M. le président. La parole est à M. le ministre de l'économie et des finances.

M. Pierre Moscovici, ministre de l'économie et des finances. Monsieur le député Joël Giraud, comme vous le savez, le Gouvernement a trouvé à son arrivée aux affaires le lourd dossier des prêts dits toxiques. Il s'est très vite attelé à la recherche de solutions, non seulement pour la situation liée aux emprunts, mais aussi pour répondre au problème plus général du financement des collectivités territoriales.

Concernant le financement, le Gouvernement a mis en place des outils pérennes pour pallier les défaillances qui avaient pu être observées. Je pense notamment à la Société de financement local, la SFIL, et au travail mené avec la Banque postale. Toutes les collectivités peuvent aujourd'hui trouver un financement à des taux raisonnables.

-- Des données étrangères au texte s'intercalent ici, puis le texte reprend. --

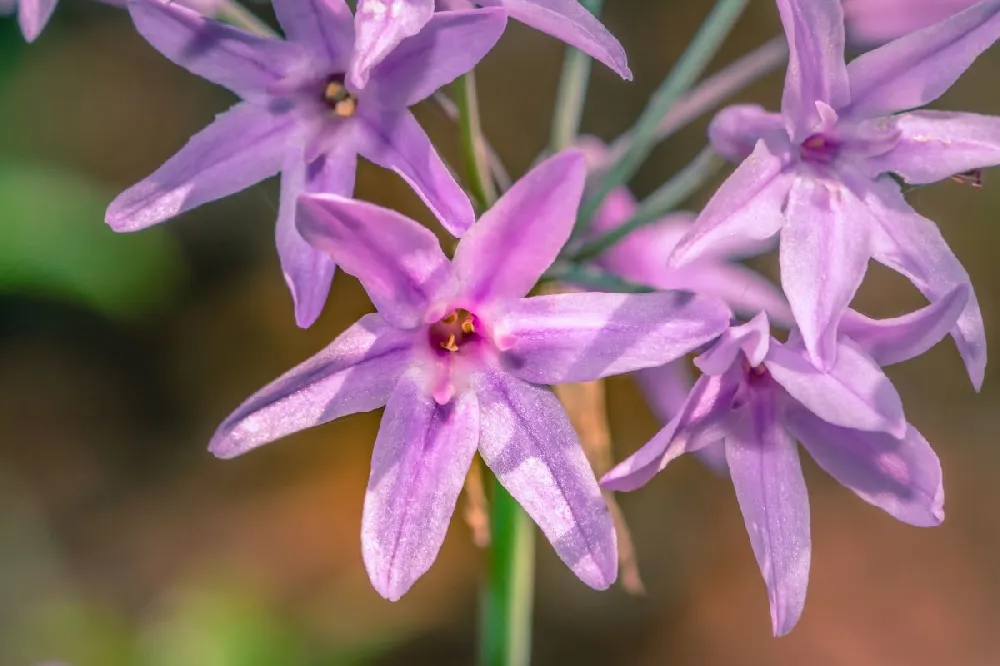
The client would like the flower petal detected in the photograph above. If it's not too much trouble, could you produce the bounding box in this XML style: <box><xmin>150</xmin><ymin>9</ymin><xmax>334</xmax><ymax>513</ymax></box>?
<box><xmin>128</xmin><ymin>0</ymin><xmax>304</xmax><ymax>98</ymax></box>
<box><xmin>275</xmin><ymin>130</ymin><xmax>358</xmax><ymax>328</ymax></box>
<box><xmin>476</xmin><ymin>0</ymin><xmax>632</xmax><ymax>81</ymax></box>
<box><xmin>842</xmin><ymin>0</ymin><xmax>1000</xmax><ymax>119</ymax></box>
<box><xmin>454</xmin><ymin>150</ymin><xmax>587</xmax><ymax>303</ymax></box>
<box><xmin>785</xmin><ymin>406</ymin><xmax>944</xmax><ymax>527</ymax></box>
<box><xmin>494</xmin><ymin>291</ymin><xmax>730</xmax><ymax>384</ymax></box>
<box><xmin>105</xmin><ymin>102</ymin><xmax>295</xmax><ymax>231</ymax></box>
<box><xmin>766</xmin><ymin>341</ymin><xmax>906</xmax><ymax>437</ymax></box>
<box><xmin>208</xmin><ymin>314</ymin><xmax>412</xmax><ymax>458</ymax></box>
<box><xmin>17</xmin><ymin>0</ymin><xmax>58</xmax><ymax>42</ymax></box>
<box><xmin>779</xmin><ymin>176</ymin><xmax>875</xmax><ymax>368</ymax></box>
<box><xmin>358</xmin><ymin>111</ymin><xmax>476</xmax><ymax>236</ymax></box>
<box><xmin>840</xmin><ymin>285</ymin><xmax>972</xmax><ymax>367</ymax></box>
<box><xmin>362</xmin><ymin>8</ymin><xmax>507</xmax><ymax>106</ymax></box>
<box><xmin>866</xmin><ymin>178</ymin><xmax>986</xmax><ymax>391</ymax></box>
<box><xmin>726</xmin><ymin>402</ymin><xmax>812</xmax><ymax>636</ymax></box>
<box><xmin>361</xmin><ymin>375</ymin><xmax>479</xmax><ymax>601</ymax></box>
<box><xmin>272</xmin><ymin>0</ymin><xmax>354</xmax><ymax>71</ymax></box>
<box><xmin>669</xmin><ymin>140</ymin><xmax>791</xmax><ymax>268</ymax></box>
<box><xmin>778</xmin><ymin>0</ymin><xmax>850</xmax><ymax>143</ymax></box>
<box><xmin>478</xmin><ymin>370</ymin><xmax>618</xmax><ymax>590</ymax></box>
<box><xmin>296</xmin><ymin>194</ymin><xmax>452</xmax><ymax>328</ymax></box>
<box><xmin>867</xmin><ymin>111</ymin><xmax>1000</xmax><ymax>184</ymax></box>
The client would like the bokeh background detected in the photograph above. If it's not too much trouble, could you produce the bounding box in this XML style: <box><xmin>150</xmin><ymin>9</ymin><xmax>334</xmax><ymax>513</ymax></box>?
<box><xmin>0</xmin><ymin>0</ymin><xmax>1000</xmax><ymax>666</ymax></box>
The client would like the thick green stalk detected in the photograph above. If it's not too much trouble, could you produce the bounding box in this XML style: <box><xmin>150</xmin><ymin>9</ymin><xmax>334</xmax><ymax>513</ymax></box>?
<box><xmin>576</xmin><ymin>0</ymin><xmax>749</xmax><ymax>233</ymax></box>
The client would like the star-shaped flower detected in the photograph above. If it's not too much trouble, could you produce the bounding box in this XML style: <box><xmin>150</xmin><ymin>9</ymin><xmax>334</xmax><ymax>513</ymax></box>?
<box><xmin>348</xmin><ymin>0</ymin><xmax>632</xmax><ymax>87</ymax></box>
<box><xmin>601</xmin><ymin>286</ymin><xmax>969</xmax><ymax>635</ymax></box>
<box><xmin>672</xmin><ymin>0</ymin><xmax>1000</xmax><ymax>388</ymax></box>
<box><xmin>107</xmin><ymin>0</ymin><xmax>506</xmax><ymax>326</ymax></box>
<box><xmin>210</xmin><ymin>151</ymin><xmax>729</xmax><ymax>599</ymax></box>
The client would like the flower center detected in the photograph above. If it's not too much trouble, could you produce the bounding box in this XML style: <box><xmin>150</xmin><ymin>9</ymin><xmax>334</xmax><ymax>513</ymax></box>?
<box><xmin>322</xmin><ymin>74</ymin><xmax>358</xmax><ymax>118</ymax></box>
<box><xmin>428</xmin><ymin>308</ymin><xmax>479</xmax><ymax>354</ymax></box>
<box><xmin>799</xmin><ymin>133</ymin><xmax>840</xmax><ymax>164</ymax></box>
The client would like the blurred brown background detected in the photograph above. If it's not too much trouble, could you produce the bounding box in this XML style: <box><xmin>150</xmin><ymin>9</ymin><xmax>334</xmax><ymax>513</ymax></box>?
<box><xmin>0</xmin><ymin>0</ymin><xmax>1000</xmax><ymax>666</ymax></box>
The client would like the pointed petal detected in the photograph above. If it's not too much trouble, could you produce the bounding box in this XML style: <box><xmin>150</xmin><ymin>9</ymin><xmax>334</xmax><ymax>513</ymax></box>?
<box><xmin>779</xmin><ymin>176</ymin><xmax>875</xmax><ymax>368</ymax></box>
<box><xmin>128</xmin><ymin>0</ymin><xmax>303</xmax><ymax>98</ymax></box>
<box><xmin>358</xmin><ymin>111</ymin><xmax>476</xmax><ymax>236</ymax></box>
<box><xmin>840</xmin><ymin>285</ymin><xmax>972</xmax><ymax>367</ymax></box>
<box><xmin>105</xmin><ymin>102</ymin><xmax>295</xmax><ymax>231</ymax></box>
<box><xmin>455</xmin><ymin>150</ymin><xmax>587</xmax><ymax>303</ymax></box>
<box><xmin>866</xmin><ymin>178</ymin><xmax>986</xmax><ymax>391</ymax></box>
<box><xmin>478</xmin><ymin>371</ymin><xmax>618</xmax><ymax>590</ymax></box>
<box><xmin>355</xmin><ymin>8</ymin><xmax>507</xmax><ymax>106</ymax></box>
<box><xmin>868</xmin><ymin>111</ymin><xmax>1000</xmax><ymax>184</ymax></box>
<box><xmin>296</xmin><ymin>194</ymin><xmax>452</xmax><ymax>328</ymax></box>
<box><xmin>17</xmin><ymin>0</ymin><xmax>57</xmax><ymax>42</ymax></box>
<box><xmin>785</xmin><ymin>406</ymin><xmax>944</xmax><ymax>527</ymax></box>
<box><xmin>361</xmin><ymin>374</ymin><xmax>479</xmax><ymax>601</ymax></box>
<box><xmin>208</xmin><ymin>314</ymin><xmax>412</xmax><ymax>458</ymax></box>
<box><xmin>843</xmin><ymin>0</ymin><xmax>1000</xmax><ymax>119</ymax></box>
<box><xmin>272</xmin><ymin>0</ymin><xmax>354</xmax><ymax>71</ymax></box>
<box><xmin>476</xmin><ymin>0</ymin><xmax>632</xmax><ymax>81</ymax></box>
<box><xmin>348</xmin><ymin>0</ymin><xmax>434</xmax><ymax>89</ymax></box>
<box><xmin>708</xmin><ymin>104</ymin><xmax>785</xmax><ymax>163</ymax></box>
<box><xmin>275</xmin><ymin>136</ymin><xmax>358</xmax><ymax>328</ymax></box>
<box><xmin>766</xmin><ymin>342</ymin><xmax>906</xmax><ymax>437</ymax></box>
<box><xmin>601</xmin><ymin>374</ymin><xmax>739</xmax><ymax>492</ymax></box>
<box><xmin>778</xmin><ymin>0</ymin><xmax>850</xmax><ymax>143</ymax></box>
<box><xmin>726</xmin><ymin>396</ymin><xmax>812</xmax><ymax>636</ymax></box>
<box><xmin>669</xmin><ymin>141</ymin><xmax>791</xmax><ymax>268</ymax></box>
<box><xmin>494</xmin><ymin>291</ymin><xmax>730</xmax><ymax>384</ymax></box>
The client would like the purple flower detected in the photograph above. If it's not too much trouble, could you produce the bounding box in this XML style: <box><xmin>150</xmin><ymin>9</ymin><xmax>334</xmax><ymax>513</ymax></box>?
<box><xmin>210</xmin><ymin>151</ymin><xmax>729</xmax><ymax>600</ymax></box>
<box><xmin>844</xmin><ymin>0</ymin><xmax>978</xmax><ymax>45</ymax></box>
<box><xmin>672</xmin><ymin>0</ymin><xmax>1000</xmax><ymax>388</ymax></box>
<box><xmin>601</xmin><ymin>286</ymin><xmax>969</xmax><ymax>635</ymax></box>
<box><xmin>107</xmin><ymin>0</ymin><xmax>506</xmax><ymax>327</ymax></box>
<box><xmin>348</xmin><ymin>0</ymin><xmax>632</xmax><ymax>87</ymax></box>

Sur les prêts dits toxiques, après un premier fonds de soutien créé en 2012, un fonds bien plus large, qui sera doté de 100 millions d'euros par an pendant quinze ans, a été mis en place par la loi de finances pour 2014 et validé par le Conseil constitutionnel. Je m'en félicite, et je pense que vous aussi. C'est en effet une des pierres angulaires du dispositif. Comme vous le soulignez, cela permettra d'aider les collectivités territoriales à gérer au mieux les contentieux, leur permettant de préserver leurs intérêts.

Notre dispositif reposait également sur des dispositions visant à sécuriser les prêts, dans le but, non pas d'aider les banques, comme vous l'avez dit, car ce n'est pas mon intention – et d'ailleurs, dans la loi de séparation et de régulation des activités bancaires, les prêts toxiques ont été interdits –, mais de préserver les finances publiques, notamment la SFIL, la Banque postale et ce qui a pris la suite de DEXIA.

Ce dispositif faisait l'objet d'un accord avec les collectivités territoriales dans le cadre d'un pacte de confiance, ce qui est essentiel. Il était encadré et ne revenait pas sur la faculté des collectivités de mener des contentieux. Le Conseil constitutionnel a, pour des raisons assez formelles, annulé ces dispositions. Le Gouvernement proposera les dispositions législatives les plus adaptées pour tenir pleinement compte de cette décision. Une fois encore, il n'est dans mon intention ni de protéger les banques ni de revenir sur cette décision, mais d'agir dans le sens de l'intérêt des collectivités territoriales. (Applaudissements sur quelques bancs du groupe SRC.)